Elizabeth Peratrovich was an ANS member for whom Alaska designated a state holiday (February 16) in 1988. The Alaska Equal Rights Act of 1945, the first anti-discrimination law in Alaskan history, was initially proposed by the Alaska Native Brotherhood and Alaska Native Sisterhood and was championed by Roy and Elizabeth Peratrovich. Peratrovich's brother-in-law, Frank (president of the Native Brotherhood), was of Tlingit and Serbian descent. St. Nicholas Russian Orthodox Church in Juneau was built by a group of Orthodox Tlingit and Serbs.

==World War II==
During World War II, Tlingit individuals served as code talkers, using the spoken Tlingit language to transmit military messages. Their contributions remained little known for decades, and Tlingit code talkers were later recognized under the broader Code Talkers Recognition Act of 2008. Five deceased Tlingit code talkers were recognized by the Alaska Legislature in 2019 and by the Alaska Native Brotherhood in 2021.

==Alaska Native Claims Settlement Act and present day==
The Tlingit were a driving force behind the Alaska Native Claims Settlement Act (ANCSA), which was signed by President Richard Nixon on December 18, 1971. ANCSA was enacted to settle aboriginal land title claims with Alaska Natives and provided for the selection and conveyance of federal lands to regional and village Native corporations. Sealaska Corporation was established after ANCSA as the regional Alaska Native corporation for Southeast Alaska and represents Tlingit, Haida and Tsimshian shareholders.

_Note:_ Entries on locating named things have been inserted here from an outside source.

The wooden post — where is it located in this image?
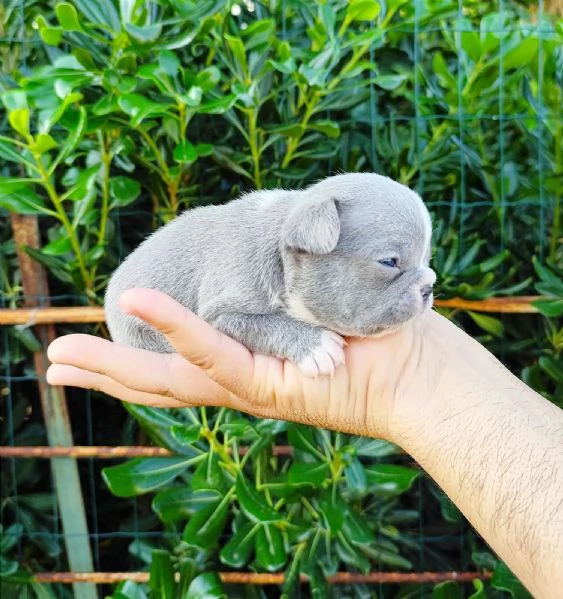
[11,214,98,599]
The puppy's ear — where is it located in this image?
[282,198,340,254]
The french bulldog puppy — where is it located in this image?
[105,173,436,377]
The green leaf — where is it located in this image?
[125,23,162,44]
[0,555,19,579]
[158,50,180,77]
[24,246,74,283]
[432,580,464,599]
[73,0,121,33]
[344,458,367,496]
[467,310,504,337]
[342,509,375,544]
[223,34,248,76]
[288,462,330,486]
[41,235,72,256]
[346,0,381,21]
[149,549,176,599]
[432,52,457,89]
[173,141,198,164]
[170,424,201,445]
[184,494,230,550]
[254,525,287,572]
[538,356,563,383]
[309,119,340,138]
[236,473,283,523]
[117,93,171,127]
[467,578,487,599]
[0,523,23,554]
[8,108,29,138]
[219,522,259,568]
[532,300,563,318]
[365,464,420,495]
[186,572,227,599]
[0,89,28,111]
[151,486,221,522]
[0,187,50,214]
[102,457,190,497]
[191,452,226,492]
[350,437,403,458]
[55,106,87,164]
[319,490,348,536]
[491,562,532,599]
[373,75,407,91]
[287,423,319,457]
[109,177,141,208]
[195,144,213,156]
[125,403,205,458]
[39,27,63,46]
[55,2,82,31]
[0,177,35,195]
[195,66,221,92]
[30,133,59,154]
[197,94,237,114]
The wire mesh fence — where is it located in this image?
[0,0,563,597]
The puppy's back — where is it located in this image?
[105,190,299,352]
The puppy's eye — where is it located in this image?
[379,258,399,268]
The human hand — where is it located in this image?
[47,289,455,442]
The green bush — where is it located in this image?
[0,0,563,598]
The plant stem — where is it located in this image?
[281,91,319,168]
[33,153,93,299]
[98,131,111,245]
[549,121,563,260]
[247,109,262,189]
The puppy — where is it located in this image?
[105,173,436,377]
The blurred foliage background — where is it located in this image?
[0,0,563,599]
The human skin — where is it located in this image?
[47,289,563,599]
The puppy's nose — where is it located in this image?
[420,285,432,302]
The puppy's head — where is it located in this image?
[281,173,436,336]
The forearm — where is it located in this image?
[401,332,563,599]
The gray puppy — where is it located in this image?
[105,173,436,377]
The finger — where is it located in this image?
[47,334,229,404]
[47,364,189,408]
[120,289,264,397]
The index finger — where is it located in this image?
[120,289,266,398]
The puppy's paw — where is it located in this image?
[297,331,345,378]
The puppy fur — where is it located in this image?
[105,173,436,376]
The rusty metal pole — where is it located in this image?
[11,215,98,599]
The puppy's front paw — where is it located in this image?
[297,331,344,378]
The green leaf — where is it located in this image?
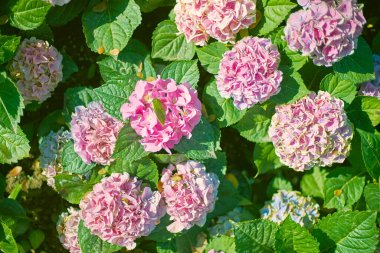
[63,87,98,122]
[10,0,51,30]
[274,217,319,253]
[204,235,236,253]
[196,42,228,75]
[347,96,380,130]
[233,219,278,253]
[203,79,247,127]
[259,0,297,35]
[46,0,88,26]
[301,167,327,199]
[364,183,380,211]
[270,66,310,104]
[253,142,283,177]
[62,141,96,174]
[161,60,199,89]
[0,126,30,163]
[136,0,175,12]
[152,20,195,61]
[174,118,220,160]
[54,174,93,204]
[357,129,380,179]
[267,176,293,198]
[312,211,378,253]
[112,124,148,163]
[234,102,275,142]
[109,157,158,187]
[0,72,24,132]
[0,34,21,64]
[0,222,18,253]
[82,0,141,55]
[321,74,357,103]
[324,168,365,210]
[28,229,45,249]
[94,83,134,120]
[78,220,122,253]
[333,37,375,84]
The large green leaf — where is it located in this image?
[364,183,380,211]
[347,96,380,130]
[324,168,365,210]
[82,0,141,55]
[161,60,199,89]
[357,129,380,179]
[333,37,375,84]
[203,79,247,127]
[259,0,297,35]
[270,66,310,104]
[274,217,319,253]
[253,142,283,175]
[321,74,357,103]
[0,223,18,253]
[301,167,327,199]
[0,34,21,64]
[152,20,195,61]
[0,126,30,163]
[312,211,378,253]
[78,221,122,253]
[234,103,274,142]
[0,72,24,132]
[62,141,96,174]
[10,0,51,30]
[174,118,220,160]
[233,219,278,253]
[196,42,228,75]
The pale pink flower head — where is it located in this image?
[161,161,219,233]
[71,102,123,165]
[120,77,202,153]
[269,91,353,171]
[9,37,63,104]
[284,0,366,66]
[79,173,165,250]
[57,207,82,253]
[43,0,71,6]
[174,0,256,46]
[359,55,380,99]
[216,37,282,110]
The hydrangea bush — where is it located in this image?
[0,0,380,253]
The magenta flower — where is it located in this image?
[161,161,219,233]
[284,0,366,66]
[79,173,165,250]
[71,102,123,165]
[9,37,63,104]
[359,55,380,99]
[269,91,353,171]
[174,0,256,46]
[216,37,282,110]
[57,207,82,253]
[120,77,202,153]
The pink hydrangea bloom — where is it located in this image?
[79,173,165,250]
[120,77,202,153]
[174,0,256,46]
[71,102,123,165]
[216,37,282,110]
[44,0,71,6]
[9,37,63,104]
[359,55,380,99]
[284,0,366,66]
[161,161,219,233]
[269,91,353,171]
[57,207,82,253]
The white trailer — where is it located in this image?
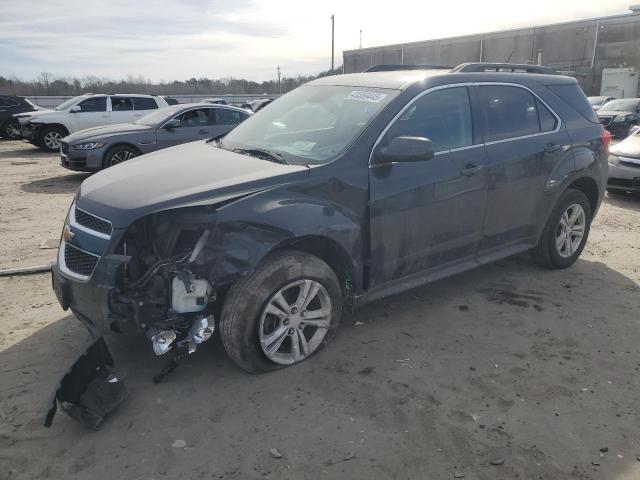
[600,68,638,98]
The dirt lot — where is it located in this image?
[0,141,640,480]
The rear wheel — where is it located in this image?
[39,127,67,152]
[220,251,342,373]
[531,190,591,269]
[102,145,140,168]
[0,120,22,140]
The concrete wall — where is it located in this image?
[343,14,640,95]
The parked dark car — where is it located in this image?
[48,62,611,423]
[607,130,640,194]
[60,103,251,172]
[597,98,640,138]
[0,95,41,140]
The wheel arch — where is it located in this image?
[567,176,600,216]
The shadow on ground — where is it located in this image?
[0,256,640,480]
[20,173,89,194]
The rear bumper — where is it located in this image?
[607,162,640,191]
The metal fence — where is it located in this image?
[27,95,278,108]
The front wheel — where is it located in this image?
[531,190,592,269]
[220,251,342,373]
[0,120,22,140]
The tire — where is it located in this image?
[220,251,342,373]
[531,189,591,269]
[38,127,68,152]
[0,120,22,140]
[102,145,140,169]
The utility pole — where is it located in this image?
[331,15,336,71]
[278,65,282,95]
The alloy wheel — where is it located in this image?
[556,203,587,258]
[258,279,332,365]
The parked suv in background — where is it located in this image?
[597,98,640,138]
[60,103,252,172]
[47,64,611,428]
[0,95,41,140]
[16,94,168,152]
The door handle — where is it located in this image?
[461,163,484,177]
[544,142,561,153]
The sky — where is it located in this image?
[0,0,635,81]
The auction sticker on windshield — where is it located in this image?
[345,90,387,103]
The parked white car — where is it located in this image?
[15,93,168,152]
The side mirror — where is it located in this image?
[372,137,433,165]
[162,118,181,130]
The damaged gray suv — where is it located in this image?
[46,64,610,428]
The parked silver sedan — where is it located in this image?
[60,103,251,172]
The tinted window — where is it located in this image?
[177,108,212,127]
[480,85,540,142]
[547,84,599,123]
[78,97,107,112]
[111,97,133,112]
[133,97,158,110]
[215,108,248,125]
[386,87,473,152]
[536,99,558,132]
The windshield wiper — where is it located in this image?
[234,148,287,165]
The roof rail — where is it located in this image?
[365,64,451,73]
[451,62,558,75]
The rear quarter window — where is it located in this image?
[547,84,600,123]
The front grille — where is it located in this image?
[75,207,111,235]
[64,243,98,277]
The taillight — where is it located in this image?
[602,129,611,157]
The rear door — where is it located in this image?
[65,97,110,133]
[109,95,136,123]
[157,107,215,148]
[478,84,571,262]
[369,86,487,286]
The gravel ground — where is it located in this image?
[0,141,640,480]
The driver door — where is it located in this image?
[369,86,487,287]
[69,97,110,133]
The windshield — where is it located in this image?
[602,100,638,112]
[223,85,398,165]
[56,97,79,111]
[133,107,180,127]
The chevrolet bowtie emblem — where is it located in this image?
[62,225,76,242]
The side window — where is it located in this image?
[133,97,158,110]
[178,108,209,127]
[78,97,107,112]
[480,85,540,142]
[215,108,248,125]
[111,97,133,112]
[536,98,558,132]
[386,87,473,152]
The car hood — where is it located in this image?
[77,141,308,228]
[65,123,153,143]
[609,135,640,158]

In 1993, the Department of the Interior omitted the Central Council of the Tlingit and Haida Indian Tribes of Alaska from the list of federally recognized tribes. Tlingit and Haida petitioned Congress, and in 1994 federal legislation restored the tribe to the list of federally recognized tribes.

Some interior Tlingit live in Atlin, British Columbia, and the Yukon communities of Whitehorse, Carcross and Teslin. Coastal Tlingit also live in Alaska. Every two years, the inland and coastal Tlingit celebrate their culture; Juneau hosts the celebration in even-numbered years, and Teslin is the host in odd-numbered years. Events include traditional performances, cultural demonstrations, nightly feasts held by the three inland Tlingit communities, hand-game tournaments, canoeing events, children's activities, an artists' market and food vendors.

Language revitalization has become an important part of contemporary Tlingit history. Sealaska Heritage Institute has described Tlingit, Haida and Tsimshian languages as having been nearly lost during a period of severe cultural oppression, while younger learners now study and teach with fluent Elders through language programs and publications.